I was sitting on a bench watching this Grackle gather some food to take back to her nest of babies inside the top of a six foot lamppost. When she was getting ready to return to the nest, she spied a mockingbird sitting on the metal arm of the lamppost. You should have seen her sputter and ruffle her feathers -- never dropping the food in her bill. The mockingbird got the hint and flew off.
Unless you get close to the Grackle and see them in the sunlight, you don’t realize how beautiful and iridescent their feathers are. They’re really quite lovely -- especially when they’re angry. With their bright yellow eyes, the Common Grackle is one of the most abundant breeding birds in North America east of the Rocky Mountains. The easiest way to distinguish between the Florida spieces Common Grackle and the Boat-tailed Grackle is the yellow eyes of the Common Grackle. Boat-tailed Grackles from northern states do have yellow eyes but not the resident Florida birds. Photographed in Orange County, Florida.


North American icterids fall into three groups: the orioles; the meadowlarks and their allies including the Bobolink and the Yellow-headed Black Bird; and the grackles, blackbirds, and their allies including the cowbird.

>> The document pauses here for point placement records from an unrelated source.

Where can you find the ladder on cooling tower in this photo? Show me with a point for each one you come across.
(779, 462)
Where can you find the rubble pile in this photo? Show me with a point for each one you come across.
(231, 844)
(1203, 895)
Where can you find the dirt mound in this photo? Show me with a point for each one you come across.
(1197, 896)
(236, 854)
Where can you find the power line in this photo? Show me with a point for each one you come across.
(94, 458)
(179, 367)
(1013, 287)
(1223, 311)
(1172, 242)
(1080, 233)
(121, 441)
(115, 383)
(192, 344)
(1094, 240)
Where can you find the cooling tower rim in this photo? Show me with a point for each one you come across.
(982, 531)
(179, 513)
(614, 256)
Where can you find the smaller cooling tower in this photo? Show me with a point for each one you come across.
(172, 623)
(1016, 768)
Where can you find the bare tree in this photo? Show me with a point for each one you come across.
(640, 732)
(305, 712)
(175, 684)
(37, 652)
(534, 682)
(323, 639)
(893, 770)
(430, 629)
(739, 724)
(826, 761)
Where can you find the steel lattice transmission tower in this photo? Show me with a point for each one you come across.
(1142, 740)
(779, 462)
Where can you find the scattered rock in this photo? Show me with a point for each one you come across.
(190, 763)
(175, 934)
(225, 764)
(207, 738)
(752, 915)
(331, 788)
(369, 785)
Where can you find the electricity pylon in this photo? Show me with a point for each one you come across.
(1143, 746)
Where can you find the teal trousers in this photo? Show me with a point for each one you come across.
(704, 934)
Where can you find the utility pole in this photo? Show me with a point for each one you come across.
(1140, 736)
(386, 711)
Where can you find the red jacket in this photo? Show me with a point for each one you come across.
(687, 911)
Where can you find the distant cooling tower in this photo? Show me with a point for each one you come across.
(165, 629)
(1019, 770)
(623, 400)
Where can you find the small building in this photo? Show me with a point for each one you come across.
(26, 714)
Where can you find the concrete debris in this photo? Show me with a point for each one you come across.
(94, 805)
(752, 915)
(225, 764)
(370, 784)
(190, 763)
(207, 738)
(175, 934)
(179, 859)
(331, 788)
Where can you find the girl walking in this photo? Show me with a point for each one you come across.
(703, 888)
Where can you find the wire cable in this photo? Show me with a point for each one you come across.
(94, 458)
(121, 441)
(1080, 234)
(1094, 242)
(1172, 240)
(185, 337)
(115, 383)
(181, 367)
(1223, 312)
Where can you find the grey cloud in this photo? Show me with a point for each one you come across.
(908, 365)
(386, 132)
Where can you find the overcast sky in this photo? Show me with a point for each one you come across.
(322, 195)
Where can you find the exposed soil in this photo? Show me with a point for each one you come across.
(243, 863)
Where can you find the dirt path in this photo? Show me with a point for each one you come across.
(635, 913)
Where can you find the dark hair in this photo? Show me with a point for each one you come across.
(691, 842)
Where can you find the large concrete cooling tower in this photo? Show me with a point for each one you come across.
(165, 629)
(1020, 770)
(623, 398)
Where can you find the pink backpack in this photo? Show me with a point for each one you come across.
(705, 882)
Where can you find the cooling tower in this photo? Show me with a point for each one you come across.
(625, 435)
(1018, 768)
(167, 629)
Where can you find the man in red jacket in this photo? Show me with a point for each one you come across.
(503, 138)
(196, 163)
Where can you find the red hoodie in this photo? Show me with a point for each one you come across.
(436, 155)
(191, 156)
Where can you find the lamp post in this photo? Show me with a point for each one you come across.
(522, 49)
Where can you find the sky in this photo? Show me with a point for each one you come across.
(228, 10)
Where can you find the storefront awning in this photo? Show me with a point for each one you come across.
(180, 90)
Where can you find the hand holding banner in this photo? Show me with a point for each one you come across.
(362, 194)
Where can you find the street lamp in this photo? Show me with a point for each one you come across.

A breeding strategy used by some icterids is harem-defense polygyny. The Boat-tailed Grackle is noted for this and is the only known harem-defending bird in North America. In this system, the male defends a group of females against other males from the breeding colony and does not allow lower-ranking males to mate. The highest-ranking male (the alpha male), who tends to be the oldest and heaviest, performs the majority of the copulations in the colony. Noevertheless, the alpha males sires only about 25 percent of the young, even though he may perform up to 87 percent of the observed copulations; it is likely that females copulate with lower-ranking males when foraging elsewhere. This type of mating system is exactly that of Northern Elephant Seals and many other mannals, but in birds it is found ony in the icterids.
In the Boat-tailed Grackles, the female is very different from the male, mainly brown with darker irridescent feathers on her back.